- Jeyke (Foto: Reprodução/Instagram) Flávia Lima (Foto: Lord Jr) e Caco Aniceto (Foto: Rodolfo Magalhães)

O Hip-Hop no TikTok: expansão da dança ou desvalorização do profissional? [ENTREVISTA]

Para refletir sobre o impacto do TikTok e dance challenges, a Rolling Stone Brasil conversou com três profissionais da dança: Caco Aniceto, Flávia Lima e Jeyke

Camilla Millan I @camillamillan Publicado em 20/03/2021, às 15h00

Quem nunca viu alguém fazendo a famosa “dancinha do TikTok” por aí? Nos últimos tempos, os desafios de dança alcançaram uma visibilidade tremenda nas redes sociais. São poucos segundos de coreografia, uma música popular e boom: sucesso na certa. 

No TikTok, antigo Musical.ly, os dance challenges alcançaram uma grande proporção - afirmação também válida para a ferramente reels, do Instagram. Não é coincidência que diversas músicas estrearam e tiveram popularidade com o apoio da dança nas plataformas: “Toosie Slide” de Drake, e “WAP” de Cardi B com Megan Thee Stallion, são alguns exemplos.

+++ LEIA MAIS: Cardi B rebate críticas sobre fazer sucesso por causa de desafios do TikTok

No entanto, além dos challenges, tem um universo de profissionais, dançarinos e coreógrafos a ser considerado. Na cena da dança, o advento do TikTok e a popularização das coreografias dividiu opiniões.

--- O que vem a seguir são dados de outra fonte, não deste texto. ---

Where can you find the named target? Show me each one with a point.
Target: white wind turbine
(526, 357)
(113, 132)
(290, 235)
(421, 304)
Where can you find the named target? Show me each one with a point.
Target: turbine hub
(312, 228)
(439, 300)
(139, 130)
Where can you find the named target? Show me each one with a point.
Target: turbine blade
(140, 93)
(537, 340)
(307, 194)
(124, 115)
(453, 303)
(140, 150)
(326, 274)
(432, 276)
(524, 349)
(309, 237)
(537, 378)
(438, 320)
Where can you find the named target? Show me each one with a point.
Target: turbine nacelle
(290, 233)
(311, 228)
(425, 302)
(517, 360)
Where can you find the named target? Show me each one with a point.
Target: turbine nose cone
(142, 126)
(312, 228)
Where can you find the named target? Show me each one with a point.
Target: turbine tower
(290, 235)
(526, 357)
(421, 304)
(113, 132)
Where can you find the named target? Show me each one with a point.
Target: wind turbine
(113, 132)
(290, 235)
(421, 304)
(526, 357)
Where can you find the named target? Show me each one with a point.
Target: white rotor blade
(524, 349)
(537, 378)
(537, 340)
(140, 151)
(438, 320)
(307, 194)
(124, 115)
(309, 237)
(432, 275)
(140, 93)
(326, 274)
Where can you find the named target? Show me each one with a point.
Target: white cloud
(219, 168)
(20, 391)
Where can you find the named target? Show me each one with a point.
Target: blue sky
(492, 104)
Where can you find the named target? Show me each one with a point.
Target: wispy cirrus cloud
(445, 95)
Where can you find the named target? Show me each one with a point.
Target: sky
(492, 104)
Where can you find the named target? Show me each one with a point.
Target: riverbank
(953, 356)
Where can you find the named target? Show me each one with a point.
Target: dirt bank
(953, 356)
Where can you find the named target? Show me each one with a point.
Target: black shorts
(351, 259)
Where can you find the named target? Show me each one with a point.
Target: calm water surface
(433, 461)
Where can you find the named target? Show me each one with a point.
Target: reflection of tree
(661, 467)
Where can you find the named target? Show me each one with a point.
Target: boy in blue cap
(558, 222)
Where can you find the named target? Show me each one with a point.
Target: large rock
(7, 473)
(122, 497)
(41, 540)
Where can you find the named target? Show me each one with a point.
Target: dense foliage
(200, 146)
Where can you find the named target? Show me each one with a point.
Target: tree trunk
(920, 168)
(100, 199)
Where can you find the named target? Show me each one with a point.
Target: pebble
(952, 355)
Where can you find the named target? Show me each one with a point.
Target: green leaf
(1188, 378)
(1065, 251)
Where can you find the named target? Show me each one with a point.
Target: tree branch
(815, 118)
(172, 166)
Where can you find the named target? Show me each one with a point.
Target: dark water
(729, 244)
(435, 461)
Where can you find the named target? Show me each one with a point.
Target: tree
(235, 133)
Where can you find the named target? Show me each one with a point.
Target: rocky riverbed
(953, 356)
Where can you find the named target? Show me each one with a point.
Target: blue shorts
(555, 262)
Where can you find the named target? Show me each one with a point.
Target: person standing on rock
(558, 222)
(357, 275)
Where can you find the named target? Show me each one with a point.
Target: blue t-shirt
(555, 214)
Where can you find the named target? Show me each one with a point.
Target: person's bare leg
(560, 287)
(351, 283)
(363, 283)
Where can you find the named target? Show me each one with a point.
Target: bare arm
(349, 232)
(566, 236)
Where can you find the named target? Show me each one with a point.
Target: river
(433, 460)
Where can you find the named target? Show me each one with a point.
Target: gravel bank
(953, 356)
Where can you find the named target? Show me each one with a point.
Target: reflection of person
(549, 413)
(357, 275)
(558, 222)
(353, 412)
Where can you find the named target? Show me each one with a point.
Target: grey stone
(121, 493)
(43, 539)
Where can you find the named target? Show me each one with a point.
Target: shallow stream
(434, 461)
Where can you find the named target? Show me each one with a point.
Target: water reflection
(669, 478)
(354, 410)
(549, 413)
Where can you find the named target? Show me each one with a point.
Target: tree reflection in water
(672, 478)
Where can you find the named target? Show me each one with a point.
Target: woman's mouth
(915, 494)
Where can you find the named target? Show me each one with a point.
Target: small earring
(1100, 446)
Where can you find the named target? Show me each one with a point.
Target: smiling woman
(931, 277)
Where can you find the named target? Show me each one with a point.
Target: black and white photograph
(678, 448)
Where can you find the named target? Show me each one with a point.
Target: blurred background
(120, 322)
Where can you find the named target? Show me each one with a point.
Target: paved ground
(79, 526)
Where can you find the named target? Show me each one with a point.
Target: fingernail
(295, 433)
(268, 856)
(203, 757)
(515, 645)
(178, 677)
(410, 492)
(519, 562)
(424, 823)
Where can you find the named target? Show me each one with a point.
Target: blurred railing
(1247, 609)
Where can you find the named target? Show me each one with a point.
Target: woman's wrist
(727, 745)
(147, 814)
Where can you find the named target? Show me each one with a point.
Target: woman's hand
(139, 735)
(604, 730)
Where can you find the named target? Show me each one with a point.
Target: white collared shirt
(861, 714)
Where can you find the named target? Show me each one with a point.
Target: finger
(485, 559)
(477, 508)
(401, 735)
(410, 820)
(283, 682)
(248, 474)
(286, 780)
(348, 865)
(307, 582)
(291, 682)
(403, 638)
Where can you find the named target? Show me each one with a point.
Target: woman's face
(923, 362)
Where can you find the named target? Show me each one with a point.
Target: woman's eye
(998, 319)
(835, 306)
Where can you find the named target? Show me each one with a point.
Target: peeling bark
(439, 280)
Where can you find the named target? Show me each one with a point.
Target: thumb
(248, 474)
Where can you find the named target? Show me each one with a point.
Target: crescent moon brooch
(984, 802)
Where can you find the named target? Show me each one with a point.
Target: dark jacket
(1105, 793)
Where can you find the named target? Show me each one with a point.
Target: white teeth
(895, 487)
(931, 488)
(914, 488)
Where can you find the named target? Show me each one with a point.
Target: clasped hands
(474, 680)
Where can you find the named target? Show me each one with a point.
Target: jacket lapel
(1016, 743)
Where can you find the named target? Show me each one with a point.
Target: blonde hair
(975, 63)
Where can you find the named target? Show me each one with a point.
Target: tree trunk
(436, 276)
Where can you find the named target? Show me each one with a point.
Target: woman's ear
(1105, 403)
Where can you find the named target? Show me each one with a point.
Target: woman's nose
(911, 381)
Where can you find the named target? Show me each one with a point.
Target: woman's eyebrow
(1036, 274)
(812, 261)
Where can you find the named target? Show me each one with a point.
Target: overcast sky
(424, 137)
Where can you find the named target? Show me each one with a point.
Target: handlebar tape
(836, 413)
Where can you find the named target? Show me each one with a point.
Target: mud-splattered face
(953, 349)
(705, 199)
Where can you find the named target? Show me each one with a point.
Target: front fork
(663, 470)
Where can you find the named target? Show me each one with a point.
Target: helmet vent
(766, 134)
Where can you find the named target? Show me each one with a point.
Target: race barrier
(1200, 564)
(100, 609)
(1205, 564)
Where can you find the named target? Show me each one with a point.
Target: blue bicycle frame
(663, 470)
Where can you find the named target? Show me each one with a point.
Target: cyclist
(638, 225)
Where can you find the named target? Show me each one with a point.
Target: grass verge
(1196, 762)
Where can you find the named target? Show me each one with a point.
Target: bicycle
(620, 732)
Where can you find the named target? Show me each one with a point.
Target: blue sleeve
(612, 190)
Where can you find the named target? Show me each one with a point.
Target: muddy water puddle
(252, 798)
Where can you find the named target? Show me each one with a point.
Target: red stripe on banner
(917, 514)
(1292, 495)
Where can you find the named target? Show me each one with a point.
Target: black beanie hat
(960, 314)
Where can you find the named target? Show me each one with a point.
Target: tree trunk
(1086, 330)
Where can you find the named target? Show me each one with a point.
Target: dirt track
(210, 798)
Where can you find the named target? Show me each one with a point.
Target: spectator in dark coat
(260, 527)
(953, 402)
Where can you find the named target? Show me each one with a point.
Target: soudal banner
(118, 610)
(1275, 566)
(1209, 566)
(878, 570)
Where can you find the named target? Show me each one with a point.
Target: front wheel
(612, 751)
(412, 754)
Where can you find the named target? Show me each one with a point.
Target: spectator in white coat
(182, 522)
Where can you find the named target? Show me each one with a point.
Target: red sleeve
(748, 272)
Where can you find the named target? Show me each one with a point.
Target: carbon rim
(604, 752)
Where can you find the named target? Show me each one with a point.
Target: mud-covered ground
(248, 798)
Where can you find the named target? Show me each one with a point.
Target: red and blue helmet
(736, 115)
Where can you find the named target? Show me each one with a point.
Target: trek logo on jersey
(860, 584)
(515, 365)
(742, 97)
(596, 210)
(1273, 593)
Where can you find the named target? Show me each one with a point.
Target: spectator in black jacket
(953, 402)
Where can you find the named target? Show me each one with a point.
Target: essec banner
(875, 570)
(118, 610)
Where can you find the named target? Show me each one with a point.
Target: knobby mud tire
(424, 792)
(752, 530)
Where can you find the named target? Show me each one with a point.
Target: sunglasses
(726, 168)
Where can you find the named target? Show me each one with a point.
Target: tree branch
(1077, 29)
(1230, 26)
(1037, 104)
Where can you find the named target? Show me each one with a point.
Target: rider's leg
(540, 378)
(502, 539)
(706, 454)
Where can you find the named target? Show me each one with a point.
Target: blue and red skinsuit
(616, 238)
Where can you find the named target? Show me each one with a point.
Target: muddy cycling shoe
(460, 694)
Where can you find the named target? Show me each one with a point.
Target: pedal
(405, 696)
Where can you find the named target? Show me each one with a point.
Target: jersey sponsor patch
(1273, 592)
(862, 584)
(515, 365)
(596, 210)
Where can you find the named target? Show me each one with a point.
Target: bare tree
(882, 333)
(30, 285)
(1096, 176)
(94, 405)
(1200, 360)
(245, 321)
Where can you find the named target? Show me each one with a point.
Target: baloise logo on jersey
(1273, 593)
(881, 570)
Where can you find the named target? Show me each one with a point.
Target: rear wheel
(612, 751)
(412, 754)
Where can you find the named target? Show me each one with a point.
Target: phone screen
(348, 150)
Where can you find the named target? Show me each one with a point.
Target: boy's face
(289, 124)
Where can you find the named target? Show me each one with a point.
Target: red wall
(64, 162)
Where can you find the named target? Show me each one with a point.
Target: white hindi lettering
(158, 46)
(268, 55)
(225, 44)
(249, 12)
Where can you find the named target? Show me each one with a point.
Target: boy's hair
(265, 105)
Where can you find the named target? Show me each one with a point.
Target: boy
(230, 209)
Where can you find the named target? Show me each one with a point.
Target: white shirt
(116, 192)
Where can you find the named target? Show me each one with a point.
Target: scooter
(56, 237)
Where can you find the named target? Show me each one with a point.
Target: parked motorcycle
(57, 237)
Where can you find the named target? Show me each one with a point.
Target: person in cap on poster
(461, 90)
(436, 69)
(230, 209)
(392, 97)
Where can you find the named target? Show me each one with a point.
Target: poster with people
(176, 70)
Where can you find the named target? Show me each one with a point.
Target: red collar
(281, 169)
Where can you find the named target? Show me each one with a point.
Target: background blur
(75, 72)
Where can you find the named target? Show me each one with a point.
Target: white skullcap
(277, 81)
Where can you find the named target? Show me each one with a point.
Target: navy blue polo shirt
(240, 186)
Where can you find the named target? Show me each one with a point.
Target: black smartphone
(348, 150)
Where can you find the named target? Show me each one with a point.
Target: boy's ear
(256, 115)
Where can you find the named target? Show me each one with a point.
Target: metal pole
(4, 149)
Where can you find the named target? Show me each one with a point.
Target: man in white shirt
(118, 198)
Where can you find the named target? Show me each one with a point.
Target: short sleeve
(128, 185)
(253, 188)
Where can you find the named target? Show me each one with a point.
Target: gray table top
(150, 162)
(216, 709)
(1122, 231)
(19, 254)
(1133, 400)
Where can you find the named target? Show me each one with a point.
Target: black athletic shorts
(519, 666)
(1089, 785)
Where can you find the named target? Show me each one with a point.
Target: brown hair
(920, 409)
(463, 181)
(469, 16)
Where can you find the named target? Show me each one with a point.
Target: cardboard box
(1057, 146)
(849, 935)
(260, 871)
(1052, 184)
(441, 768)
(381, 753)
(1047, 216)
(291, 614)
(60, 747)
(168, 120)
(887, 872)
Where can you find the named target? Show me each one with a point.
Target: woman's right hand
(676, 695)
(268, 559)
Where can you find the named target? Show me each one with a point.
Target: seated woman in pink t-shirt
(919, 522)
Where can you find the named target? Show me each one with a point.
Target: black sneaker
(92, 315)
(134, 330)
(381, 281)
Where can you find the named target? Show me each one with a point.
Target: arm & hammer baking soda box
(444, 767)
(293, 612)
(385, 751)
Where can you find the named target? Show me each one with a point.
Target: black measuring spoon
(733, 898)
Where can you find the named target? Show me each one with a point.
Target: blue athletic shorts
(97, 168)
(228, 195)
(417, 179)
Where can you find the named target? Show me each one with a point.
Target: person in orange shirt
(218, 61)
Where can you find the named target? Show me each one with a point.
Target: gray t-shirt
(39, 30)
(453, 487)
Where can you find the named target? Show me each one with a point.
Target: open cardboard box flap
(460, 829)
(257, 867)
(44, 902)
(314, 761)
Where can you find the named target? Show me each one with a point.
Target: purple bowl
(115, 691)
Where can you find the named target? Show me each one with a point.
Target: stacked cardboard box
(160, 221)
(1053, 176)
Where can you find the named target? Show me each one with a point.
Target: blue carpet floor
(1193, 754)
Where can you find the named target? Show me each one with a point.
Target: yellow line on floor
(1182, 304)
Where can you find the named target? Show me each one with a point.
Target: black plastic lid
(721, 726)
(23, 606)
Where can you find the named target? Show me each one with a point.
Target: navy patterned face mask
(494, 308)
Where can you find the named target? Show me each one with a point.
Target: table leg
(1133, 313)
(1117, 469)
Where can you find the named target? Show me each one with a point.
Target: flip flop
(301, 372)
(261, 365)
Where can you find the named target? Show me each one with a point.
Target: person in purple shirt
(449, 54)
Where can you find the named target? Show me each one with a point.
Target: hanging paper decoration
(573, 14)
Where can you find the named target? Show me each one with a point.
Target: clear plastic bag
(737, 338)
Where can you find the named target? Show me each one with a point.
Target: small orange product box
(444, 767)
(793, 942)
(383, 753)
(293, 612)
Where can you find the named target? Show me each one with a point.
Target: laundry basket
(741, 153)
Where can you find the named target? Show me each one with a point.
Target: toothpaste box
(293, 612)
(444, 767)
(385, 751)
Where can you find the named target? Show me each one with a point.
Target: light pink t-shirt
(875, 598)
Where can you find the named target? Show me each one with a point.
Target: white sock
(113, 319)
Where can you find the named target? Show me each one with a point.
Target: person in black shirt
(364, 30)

Diversos profissionais são defensores da plataforma, e avaliam positivamente o uso como possibilidade de democratizar a dança. Contudo, também surgem críticas sobre a desvalorização do profissional e apagamento da história da arte, principalmente o Hip-Hop. 

+++LEIA MAIS: 7 músicas clássicas que viralizaram no TikTok: Michael Jackson, Justin Timberlake e mais [LISTA] 

A popularização dos challenges mostrou que todos são capazes de reproduzir os movimentos, mas ensinar é outra história - e se denominar como profissional da dança, professor ou coreógrafo é ainda mais complexo. Para entender mais sobre o debate, a Rolling Stone Brasil conversou com os profissionais Caco Aniceto, Flávia Lima e Jeyke - e a reflexão necessária também é profunda. 

A dança e as redes sociais: como se relacionam?

Antes de falar especificamente do TikTok, é preciso explicar sobre o uso das plataformas pelos dançarinos, assim como as possibilidades das redes. Seja tratada como prioridade ou ferramenta, os aplicativos têm um importante papel para o artista.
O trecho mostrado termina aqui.